Students compute the STRs from a target DNA sequence and compare to the database of STR counts to identify the person to whom the DNA (most likely) belongs. We use this assignment to introduce students to Python and to give students practice with loops, string manipulation, and file I/O.
Authors: Carl Albing
Students solve the mystery of the unknown image while learning about pseudo-coloring and color maps to convert raw data into beautiful images.
Computing can produce lots of numbers fast; pictures can help us understand those numbers. Often those pictures don't match an actual physical visibility; (e.g., what color are microwaves from space?) so we can be creative, choosing and assigning colors to bring out detail in those images based on our data.
In this assignment, students are given a data file of raw numbers and convert those numbers into a compelling visual image. Application of a color map produces the pixel values of their image. Variations of the assignment make it suitable for more advanced students. While early programming courses can focus on looping through the pixels, more advanced classes in scientific programming, high performance computing, computer graphics, or data science, can be given less starter code and require more analysis of the raw data.

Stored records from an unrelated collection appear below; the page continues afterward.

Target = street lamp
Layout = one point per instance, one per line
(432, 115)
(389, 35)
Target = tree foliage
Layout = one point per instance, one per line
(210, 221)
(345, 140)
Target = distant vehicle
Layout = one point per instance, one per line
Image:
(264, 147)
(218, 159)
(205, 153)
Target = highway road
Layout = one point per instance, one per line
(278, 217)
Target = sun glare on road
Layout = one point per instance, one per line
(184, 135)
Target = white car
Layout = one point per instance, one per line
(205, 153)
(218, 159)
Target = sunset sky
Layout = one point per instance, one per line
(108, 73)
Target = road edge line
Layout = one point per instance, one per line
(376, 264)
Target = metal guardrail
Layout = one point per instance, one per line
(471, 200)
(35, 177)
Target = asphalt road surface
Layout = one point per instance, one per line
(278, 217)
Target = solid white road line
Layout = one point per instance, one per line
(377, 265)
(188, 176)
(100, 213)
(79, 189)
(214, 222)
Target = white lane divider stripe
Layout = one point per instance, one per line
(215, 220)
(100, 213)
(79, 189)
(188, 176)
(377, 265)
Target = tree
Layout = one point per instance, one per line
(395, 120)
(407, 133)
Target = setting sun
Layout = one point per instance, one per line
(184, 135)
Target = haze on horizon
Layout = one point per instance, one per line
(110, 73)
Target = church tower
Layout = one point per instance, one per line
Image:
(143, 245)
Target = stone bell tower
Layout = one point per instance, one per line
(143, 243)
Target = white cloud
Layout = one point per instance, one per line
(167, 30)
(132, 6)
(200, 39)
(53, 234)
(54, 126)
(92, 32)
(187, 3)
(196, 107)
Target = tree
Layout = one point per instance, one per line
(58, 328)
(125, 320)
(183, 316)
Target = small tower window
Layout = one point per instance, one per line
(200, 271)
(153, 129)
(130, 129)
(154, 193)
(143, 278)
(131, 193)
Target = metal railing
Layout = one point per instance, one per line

This assignment challenges students with an open-ended creative aspect as well as its tangible result— a pile of numbers turned into an amazing image.
Authors: Keith Schwarz
This assignment is a trio of recursion exercises that get students solving problems with real-world stakes. Using recursive backtracking and memoization, students construct hospital schedules, determine where to stockpile supplies for disasters, and probe the extremes of the Electoral College. In doing so, students explore classic NP-hard problems and see how the techniques they're learning in the classroom translate into practice.
The three pieces can used individually or mixed and matched into a single assignment.
Many students find these problems rewarding because of their inherent interest in the topics explored. For students who go onward to take courses in algorithms or complexity, this assignment has the additional benefit of introducing and motivating three classic NP-hard problems: bin packing, minimum dominating set, and the knapsack problem.